ボソン星の中には回転するプラズマの輪に囲まれているものもありますが、ブラックホールを囲む降着円盤とは異なります。ボソン星のプラズマはまるで内部がくらい輝くドーナツのようなのです。

ですから、オリバレスの研究チームはこのプラズマリングの動きをシミュレーションし、ブラックホールに見られるといわれている降着円盤と比較しました。

「私たちが使うプラズマの構成は(合理的な仮定のもと)『手作業』で設定していませんが、プラズマ力学の結果が得られました。これによってプラズマは徐々に発達して自然のものと同様の構造を形成することができました。」とオリバレス氏は説明しています。

このようにしてボソン星の画像の(まるでブラックホールのような)暗い部分のサイズをプラズマの不安定性が動きを止める部分の半径と比べました。つまり暗い部分のサイズは気まぐれで、ボソン星の時空の性質によって変化しますのでシミュレーションしていない別のボソン星のサイズを予測することはできます。

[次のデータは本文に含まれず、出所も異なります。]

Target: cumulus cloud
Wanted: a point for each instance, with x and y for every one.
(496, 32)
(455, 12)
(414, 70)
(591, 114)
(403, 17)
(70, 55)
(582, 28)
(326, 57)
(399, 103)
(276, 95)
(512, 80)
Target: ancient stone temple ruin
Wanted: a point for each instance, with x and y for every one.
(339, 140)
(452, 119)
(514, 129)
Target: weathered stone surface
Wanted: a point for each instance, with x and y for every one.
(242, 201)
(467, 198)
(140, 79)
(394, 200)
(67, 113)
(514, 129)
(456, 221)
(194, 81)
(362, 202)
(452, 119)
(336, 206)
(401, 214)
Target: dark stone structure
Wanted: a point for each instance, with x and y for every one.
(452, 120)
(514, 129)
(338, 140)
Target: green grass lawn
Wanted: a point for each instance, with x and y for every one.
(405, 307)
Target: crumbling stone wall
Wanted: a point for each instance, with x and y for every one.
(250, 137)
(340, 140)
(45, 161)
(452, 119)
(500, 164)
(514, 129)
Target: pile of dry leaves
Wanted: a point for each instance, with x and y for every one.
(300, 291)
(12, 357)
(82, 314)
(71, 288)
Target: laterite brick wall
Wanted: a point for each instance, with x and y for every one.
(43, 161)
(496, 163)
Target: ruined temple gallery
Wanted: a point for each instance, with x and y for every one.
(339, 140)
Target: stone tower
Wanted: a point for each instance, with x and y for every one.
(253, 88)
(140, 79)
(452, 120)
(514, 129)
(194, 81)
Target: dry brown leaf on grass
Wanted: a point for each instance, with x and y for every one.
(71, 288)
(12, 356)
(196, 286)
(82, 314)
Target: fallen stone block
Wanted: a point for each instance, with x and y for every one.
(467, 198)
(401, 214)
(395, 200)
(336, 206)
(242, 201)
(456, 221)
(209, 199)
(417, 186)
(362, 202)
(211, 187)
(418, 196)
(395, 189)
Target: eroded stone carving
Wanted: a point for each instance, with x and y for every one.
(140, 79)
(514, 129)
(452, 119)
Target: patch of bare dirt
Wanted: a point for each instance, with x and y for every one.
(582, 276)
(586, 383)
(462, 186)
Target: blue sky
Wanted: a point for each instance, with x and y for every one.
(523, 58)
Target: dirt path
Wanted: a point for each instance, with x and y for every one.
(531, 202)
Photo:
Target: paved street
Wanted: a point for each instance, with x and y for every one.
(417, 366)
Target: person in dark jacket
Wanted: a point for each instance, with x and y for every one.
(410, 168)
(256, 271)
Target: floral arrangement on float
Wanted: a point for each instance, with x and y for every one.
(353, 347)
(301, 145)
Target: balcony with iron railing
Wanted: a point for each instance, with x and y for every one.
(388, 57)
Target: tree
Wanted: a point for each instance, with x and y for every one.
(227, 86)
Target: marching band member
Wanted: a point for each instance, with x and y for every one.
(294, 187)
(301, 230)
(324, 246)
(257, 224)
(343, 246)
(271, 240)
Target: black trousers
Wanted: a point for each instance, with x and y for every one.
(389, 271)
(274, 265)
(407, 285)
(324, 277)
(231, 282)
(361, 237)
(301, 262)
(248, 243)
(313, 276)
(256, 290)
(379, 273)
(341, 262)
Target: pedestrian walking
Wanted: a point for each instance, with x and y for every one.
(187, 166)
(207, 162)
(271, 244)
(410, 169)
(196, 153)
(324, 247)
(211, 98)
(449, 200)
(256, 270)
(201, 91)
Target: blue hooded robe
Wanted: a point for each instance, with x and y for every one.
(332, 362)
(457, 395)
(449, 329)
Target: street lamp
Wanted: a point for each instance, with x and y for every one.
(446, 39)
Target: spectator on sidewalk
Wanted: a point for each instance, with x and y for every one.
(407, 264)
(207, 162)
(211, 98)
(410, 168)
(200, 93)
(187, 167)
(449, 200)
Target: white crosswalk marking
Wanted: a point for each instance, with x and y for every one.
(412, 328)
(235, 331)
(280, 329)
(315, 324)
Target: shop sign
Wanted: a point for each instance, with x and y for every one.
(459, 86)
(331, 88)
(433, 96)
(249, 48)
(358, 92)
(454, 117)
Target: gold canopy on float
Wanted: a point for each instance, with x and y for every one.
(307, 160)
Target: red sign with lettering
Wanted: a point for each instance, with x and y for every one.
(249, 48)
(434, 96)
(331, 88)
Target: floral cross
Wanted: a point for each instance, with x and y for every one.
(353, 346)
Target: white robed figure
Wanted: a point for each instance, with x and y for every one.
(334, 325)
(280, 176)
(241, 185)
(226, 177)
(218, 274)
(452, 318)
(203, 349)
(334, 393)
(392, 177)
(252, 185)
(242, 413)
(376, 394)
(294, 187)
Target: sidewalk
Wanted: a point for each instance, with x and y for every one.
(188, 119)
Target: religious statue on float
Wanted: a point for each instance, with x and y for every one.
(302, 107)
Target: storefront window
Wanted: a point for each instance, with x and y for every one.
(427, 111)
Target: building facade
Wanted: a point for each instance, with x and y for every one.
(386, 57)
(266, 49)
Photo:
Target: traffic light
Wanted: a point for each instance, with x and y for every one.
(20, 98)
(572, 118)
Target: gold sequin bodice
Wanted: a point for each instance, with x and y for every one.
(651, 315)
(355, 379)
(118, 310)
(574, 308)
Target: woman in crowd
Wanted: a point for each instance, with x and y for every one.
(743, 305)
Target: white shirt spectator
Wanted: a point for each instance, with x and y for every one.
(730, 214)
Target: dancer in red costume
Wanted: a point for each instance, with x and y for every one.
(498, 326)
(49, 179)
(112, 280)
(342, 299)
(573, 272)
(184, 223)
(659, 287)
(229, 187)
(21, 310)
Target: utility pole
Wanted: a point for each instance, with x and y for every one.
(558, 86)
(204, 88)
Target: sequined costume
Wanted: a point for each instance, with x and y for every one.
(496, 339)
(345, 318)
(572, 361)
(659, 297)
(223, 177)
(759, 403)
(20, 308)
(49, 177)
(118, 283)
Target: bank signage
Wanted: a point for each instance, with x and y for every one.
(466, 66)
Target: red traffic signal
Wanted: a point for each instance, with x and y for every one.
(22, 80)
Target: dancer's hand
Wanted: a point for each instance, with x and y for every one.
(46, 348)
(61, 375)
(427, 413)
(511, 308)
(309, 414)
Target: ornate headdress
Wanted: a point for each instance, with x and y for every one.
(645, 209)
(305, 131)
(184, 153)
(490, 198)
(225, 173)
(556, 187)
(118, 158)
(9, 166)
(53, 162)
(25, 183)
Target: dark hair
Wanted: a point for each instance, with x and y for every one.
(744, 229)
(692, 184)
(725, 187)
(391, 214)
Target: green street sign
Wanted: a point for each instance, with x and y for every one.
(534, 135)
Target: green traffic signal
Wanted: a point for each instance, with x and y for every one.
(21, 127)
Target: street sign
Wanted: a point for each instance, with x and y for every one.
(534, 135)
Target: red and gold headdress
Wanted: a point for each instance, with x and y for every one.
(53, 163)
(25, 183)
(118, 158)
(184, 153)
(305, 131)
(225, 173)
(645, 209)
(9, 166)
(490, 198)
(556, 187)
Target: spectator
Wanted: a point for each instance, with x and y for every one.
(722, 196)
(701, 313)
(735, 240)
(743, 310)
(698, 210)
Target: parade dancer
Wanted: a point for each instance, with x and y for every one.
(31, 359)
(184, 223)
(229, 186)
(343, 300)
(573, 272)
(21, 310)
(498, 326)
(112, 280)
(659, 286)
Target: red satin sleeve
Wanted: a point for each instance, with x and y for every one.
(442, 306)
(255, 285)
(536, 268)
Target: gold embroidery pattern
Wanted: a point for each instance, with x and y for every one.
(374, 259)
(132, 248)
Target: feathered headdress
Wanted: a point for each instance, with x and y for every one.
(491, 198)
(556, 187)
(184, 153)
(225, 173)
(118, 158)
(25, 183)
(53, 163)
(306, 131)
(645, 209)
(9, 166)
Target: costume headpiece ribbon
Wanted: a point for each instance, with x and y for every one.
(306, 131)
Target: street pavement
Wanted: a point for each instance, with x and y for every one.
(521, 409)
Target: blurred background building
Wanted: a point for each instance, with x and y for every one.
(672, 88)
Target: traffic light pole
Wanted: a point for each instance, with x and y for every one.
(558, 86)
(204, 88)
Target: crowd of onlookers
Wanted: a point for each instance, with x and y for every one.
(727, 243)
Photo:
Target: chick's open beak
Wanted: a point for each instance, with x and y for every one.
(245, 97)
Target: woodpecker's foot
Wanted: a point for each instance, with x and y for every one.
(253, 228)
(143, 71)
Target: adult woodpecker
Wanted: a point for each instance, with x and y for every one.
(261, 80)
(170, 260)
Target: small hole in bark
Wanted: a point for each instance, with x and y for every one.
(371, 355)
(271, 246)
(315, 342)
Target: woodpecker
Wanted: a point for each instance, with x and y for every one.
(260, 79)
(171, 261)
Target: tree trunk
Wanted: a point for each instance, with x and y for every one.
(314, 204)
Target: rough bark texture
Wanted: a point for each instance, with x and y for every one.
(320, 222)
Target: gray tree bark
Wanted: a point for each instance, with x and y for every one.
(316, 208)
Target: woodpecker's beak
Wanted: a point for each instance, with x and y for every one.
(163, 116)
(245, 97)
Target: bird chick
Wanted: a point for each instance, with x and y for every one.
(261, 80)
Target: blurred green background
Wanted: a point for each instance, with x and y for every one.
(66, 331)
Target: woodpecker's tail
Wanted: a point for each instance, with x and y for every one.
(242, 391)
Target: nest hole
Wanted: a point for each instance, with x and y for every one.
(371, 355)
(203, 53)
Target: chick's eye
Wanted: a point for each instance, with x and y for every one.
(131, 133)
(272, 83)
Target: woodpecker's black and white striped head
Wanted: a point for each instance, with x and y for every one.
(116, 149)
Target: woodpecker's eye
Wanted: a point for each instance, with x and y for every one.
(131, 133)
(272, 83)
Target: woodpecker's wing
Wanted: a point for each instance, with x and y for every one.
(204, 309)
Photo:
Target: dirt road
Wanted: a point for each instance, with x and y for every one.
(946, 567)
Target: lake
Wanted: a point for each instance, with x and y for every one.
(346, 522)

研究チームはボソン星の影がブラックホールの影に比べてかなり小さいことを突き止めました。ですから少なくとも研究チームのモデルによるとM87*はボソン星ではないことが分かります。

「[M87*]の質量は恒星の動きがブラックホールの影のサイズと一致位していると推測できるため、私たちが研究しているボソン星のものにしては大きすぎるのです。」とオリバレス氏はScienceAlertの取材に答えました。

しかし研究チームは技術的能力とブラックホールの画像をとらえたイベントホライズンテレスコープの限界を考慮に入れました。ボソン星がイベントホライズンテレスコープによってとらえた画像のように見えるかも知れないと考え、あえて結果を可視化できるように設定しました。

つまりコンゴイベントホライズンテレスコープで観察したものを比較して、それが本当に超大質量ブラックホールなのかどうかを決定することができるようになります。

もしこれがブラックホールでなければ大問題です。超大質量ブラックホールが存在しないことになってしまうからです。ブラックホールの質量の範囲はボソン星にしては大きすぎるのです。しかし、それはボソン星が存在することを意味し、初期の宇宙の膨張から暗黒物質の発見までの全てに大きな影響を与えることでしょう。

「スカラー場の存在を意味し、宇宙の構造の形成に重要な役割を果たしていたことになります。」とオリバレス氏はScienceAlertに話しています。

「超大質量ブラックホールの成長に関してはまだよくわかっていませんので、候補のうちのいくつかが実はボソン星だとわかったら、私たちはスカラー場を含む違った形成メカニズムを考えなくてはいけません。」

この研究はMonthly Notices of the Royal Astronomical Societyに7月に掲載されたものです。